The head of the Alabama Hospital Association says he’s confident the state’s hospitals will not go over capacity in dealing with COVID-19 patients.
“I’m feeling optimistic that as long as we practice social distancing, we’re going to be okay as a state,” said Dr. Donald Williamson, president and CEO of the association.
The nonprofit investigative news organization ProPublica analyzed data from Harvard University researchers and the American Hospital Association to see what kind of strain the pandemic would put on the nation’s hospital systems. ProPublica found that if 40% of Alabamians were infected with COVID-19 over a 12-month period, the hospitals in the state’s four largest cities would need about double the number of hospital beds and triple the number of ICU beds they have.
Williamson said that early in the pandemic some models predicted even more dire results, with the state being thousands of beds short.
“I didn’t believe those numbers, largely because the range of uncertainty was so great,” he said.
Williamson said that 48% of the state’s hospital beds were available, with about 35% availability for ICU beds, early last week. He also said Alabama had about 800, or 54%, of its ventilators available.
“Hospitalization numbers are going up, but they’re not exploding,” he said.
The Alabama Department of Public Health reported Sunday that 641 people in Alabama had been hospitalized with COVID-19 since March 13. The agency said 4,888 people in the state had been diagnosed with the disease, and 157 of those had died.
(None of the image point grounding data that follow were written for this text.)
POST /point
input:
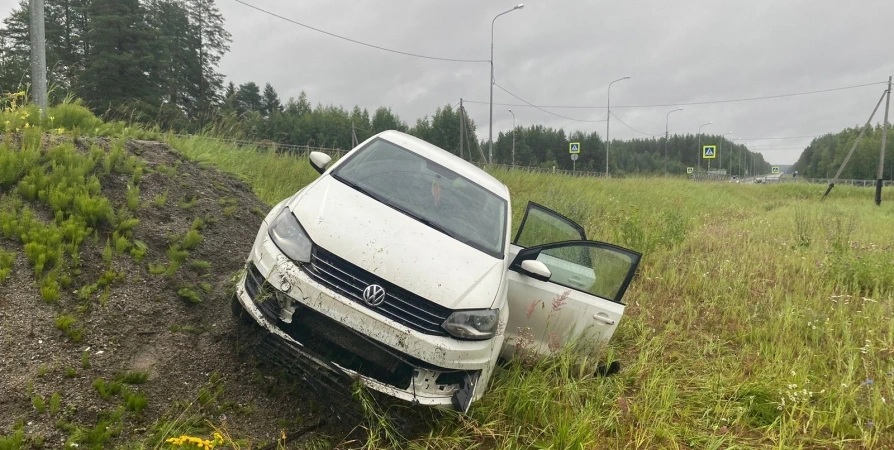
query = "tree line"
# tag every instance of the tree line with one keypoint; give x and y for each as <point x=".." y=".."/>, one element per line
<point x="156" y="62"/>
<point x="823" y="157"/>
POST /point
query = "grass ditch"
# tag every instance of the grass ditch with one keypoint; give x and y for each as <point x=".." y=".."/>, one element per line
<point x="760" y="318"/>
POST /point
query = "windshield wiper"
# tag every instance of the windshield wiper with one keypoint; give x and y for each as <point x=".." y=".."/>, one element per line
<point x="362" y="190"/>
<point x="378" y="198"/>
<point x="434" y="225"/>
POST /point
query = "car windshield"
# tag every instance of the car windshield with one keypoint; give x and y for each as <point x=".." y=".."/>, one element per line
<point x="429" y="193"/>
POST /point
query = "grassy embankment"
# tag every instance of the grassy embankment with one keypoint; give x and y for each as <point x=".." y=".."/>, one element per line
<point x="761" y="317"/>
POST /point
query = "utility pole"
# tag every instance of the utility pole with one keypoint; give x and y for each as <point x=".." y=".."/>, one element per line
<point x="462" y="126"/>
<point x="700" y="144"/>
<point x="38" y="57"/>
<point x="513" y="137"/>
<point x="608" y="113"/>
<point x="720" y="153"/>
<point x="666" y="136"/>
<point x="854" y="147"/>
<point x="879" y="182"/>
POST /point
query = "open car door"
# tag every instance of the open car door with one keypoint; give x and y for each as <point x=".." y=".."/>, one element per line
<point x="562" y="287"/>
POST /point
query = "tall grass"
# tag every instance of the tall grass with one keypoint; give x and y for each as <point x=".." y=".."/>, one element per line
<point x="761" y="317"/>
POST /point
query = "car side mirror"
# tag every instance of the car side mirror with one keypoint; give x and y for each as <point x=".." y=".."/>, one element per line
<point x="535" y="269"/>
<point x="319" y="161"/>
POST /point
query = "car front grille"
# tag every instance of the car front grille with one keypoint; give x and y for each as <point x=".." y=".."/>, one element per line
<point x="400" y="305"/>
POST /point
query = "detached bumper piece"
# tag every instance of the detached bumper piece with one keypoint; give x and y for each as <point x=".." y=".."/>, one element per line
<point x="328" y="345"/>
<point x="332" y="385"/>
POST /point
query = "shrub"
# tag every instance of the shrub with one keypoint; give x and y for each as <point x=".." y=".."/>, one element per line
<point x="134" y="401"/>
<point x="49" y="290"/>
<point x="75" y="117"/>
<point x="160" y="200"/>
<point x="55" y="402"/>
<point x="192" y="240"/>
<point x="7" y="259"/>
<point x="133" y="197"/>
<point x="138" y="250"/>
<point x="189" y="295"/>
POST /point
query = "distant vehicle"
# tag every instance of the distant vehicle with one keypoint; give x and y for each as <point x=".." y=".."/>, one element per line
<point x="395" y="267"/>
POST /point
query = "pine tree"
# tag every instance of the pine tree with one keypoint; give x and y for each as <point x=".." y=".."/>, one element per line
<point x="212" y="42"/>
<point x="120" y="61"/>
<point x="173" y="60"/>
<point x="248" y="98"/>
<point x="271" y="103"/>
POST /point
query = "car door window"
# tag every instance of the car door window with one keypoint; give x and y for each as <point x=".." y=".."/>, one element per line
<point x="544" y="226"/>
<point x="595" y="268"/>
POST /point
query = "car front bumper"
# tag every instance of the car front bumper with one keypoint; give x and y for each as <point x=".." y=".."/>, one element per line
<point x="333" y="331"/>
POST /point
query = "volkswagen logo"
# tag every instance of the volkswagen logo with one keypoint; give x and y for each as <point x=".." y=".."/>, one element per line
<point x="374" y="295"/>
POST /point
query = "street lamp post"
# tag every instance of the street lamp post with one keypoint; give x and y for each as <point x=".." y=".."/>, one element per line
<point x="490" y="132"/>
<point x="608" y="112"/>
<point x="700" y="144"/>
<point x="720" y="151"/>
<point x="666" y="119"/>
<point x="513" y="137"/>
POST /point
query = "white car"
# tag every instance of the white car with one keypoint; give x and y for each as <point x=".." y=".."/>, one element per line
<point x="396" y="267"/>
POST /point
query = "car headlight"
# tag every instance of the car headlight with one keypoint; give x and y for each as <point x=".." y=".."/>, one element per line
<point x="473" y="325"/>
<point x="287" y="234"/>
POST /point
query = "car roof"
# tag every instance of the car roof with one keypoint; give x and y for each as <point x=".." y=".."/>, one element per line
<point x="446" y="159"/>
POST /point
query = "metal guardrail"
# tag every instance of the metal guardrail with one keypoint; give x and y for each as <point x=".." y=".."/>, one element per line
<point x="530" y="169"/>
<point x="269" y="145"/>
<point x="304" y="150"/>
<point x="859" y="183"/>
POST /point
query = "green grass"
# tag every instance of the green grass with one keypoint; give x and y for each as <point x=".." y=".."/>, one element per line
<point x="760" y="317"/>
<point x="189" y="295"/>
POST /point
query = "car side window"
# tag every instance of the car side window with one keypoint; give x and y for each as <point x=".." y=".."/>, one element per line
<point x="543" y="226"/>
<point x="598" y="269"/>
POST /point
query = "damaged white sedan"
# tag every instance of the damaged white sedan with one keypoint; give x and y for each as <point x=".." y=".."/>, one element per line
<point x="395" y="267"/>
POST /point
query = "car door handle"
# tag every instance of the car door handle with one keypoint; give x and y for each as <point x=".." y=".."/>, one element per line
<point x="602" y="317"/>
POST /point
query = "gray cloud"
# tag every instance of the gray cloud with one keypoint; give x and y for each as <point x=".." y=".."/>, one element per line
<point x="565" y="52"/>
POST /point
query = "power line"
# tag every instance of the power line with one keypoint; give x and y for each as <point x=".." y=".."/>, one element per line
<point x="548" y="112"/>
<point x="778" y="138"/>
<point x="634" y="129"/>
<point x="416" y="55"/>
<point x="709" y="102"/>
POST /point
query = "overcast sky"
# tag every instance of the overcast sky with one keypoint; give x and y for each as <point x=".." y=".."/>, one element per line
<point x="565" y="52"/>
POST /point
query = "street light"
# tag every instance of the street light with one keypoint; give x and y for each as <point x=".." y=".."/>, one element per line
<point x="700" y="144"/>
<point x="513" y="137"/>
<point x="608" y="112"/>
<point x="490" y="132"/>
<point x="741" y="160"/>
<point x="720" y="150"/>
<point x="666" y="118"/>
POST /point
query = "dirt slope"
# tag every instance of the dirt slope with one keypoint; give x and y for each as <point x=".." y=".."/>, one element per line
<point x="197" y="357"/>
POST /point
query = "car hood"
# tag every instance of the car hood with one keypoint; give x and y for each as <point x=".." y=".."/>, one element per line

The numbers cited by Williamson are more in line with those from the University of Washington’s Institute for Health Metrics and Evaluation. This model predicts that Alabama’s hospitals will likely operate under capacity, with 299 beds needed for COVID-19 patients at a peak predicted for Tuesday, April 21.
Even the worst predictions from the model put the beds needed at 2,840 — well below the state’s total of 5,743.
In terms of ICU beds, the University of Washington study forecasts 89 beds will be needed, also below the state’s availability of 474.
Williamson said the state’s hospitals all have built-in surge capacity and surge plans. These plans have three phases:
• Phase 1: Cancellation of all elective admissions. Williamson said all of Alabama’s hospitals have done this.
• Phase 2: Reconfiguring space or equipment to expand capacity. For example, converting a surgery recovery room into an ICU bed. Williamson said a few hospitals have had to do this, most notably East Alabama Medical Center in Opelika.
• Phase 3: Moving patients to sites off campus. Williamson said no Alabama hospital has done this yet, though there are plans in place in the event this step is needed.
Asked how rural counties with no ICU beds will cope, Williamson said he recently met with rural hospital administrators, and some of them have ventilators and are prepared to use them.
Hospitals Can Adapt
But it’s not always about equipment, he said. Some hospitals may not have a doctor qualified to treat patients with severe COVID-19 symptoms.
What hospitals can do, though, is move patients with traditional ailments to those hospitals that can’t handle the more severe COVID patients, thereby lightening the load on the institutions dealing with high COVID caseloads.
“Part of the Phase 2 surge plan can be bidirectional,” Williamson said.
Meanwhile the University of Washington model predicts the United States will need 56,831 hospital beds to deal with the pandemic, creating a shortage of nearly 3,500. In terms of ICU beds, the researchers expect a need of 15,164 — creating a shortage of 7,369.
If there is good news in the model, it’s that it has been four days since the need for hospital resources peaked in the United States, and one day since the peak in daily deaths.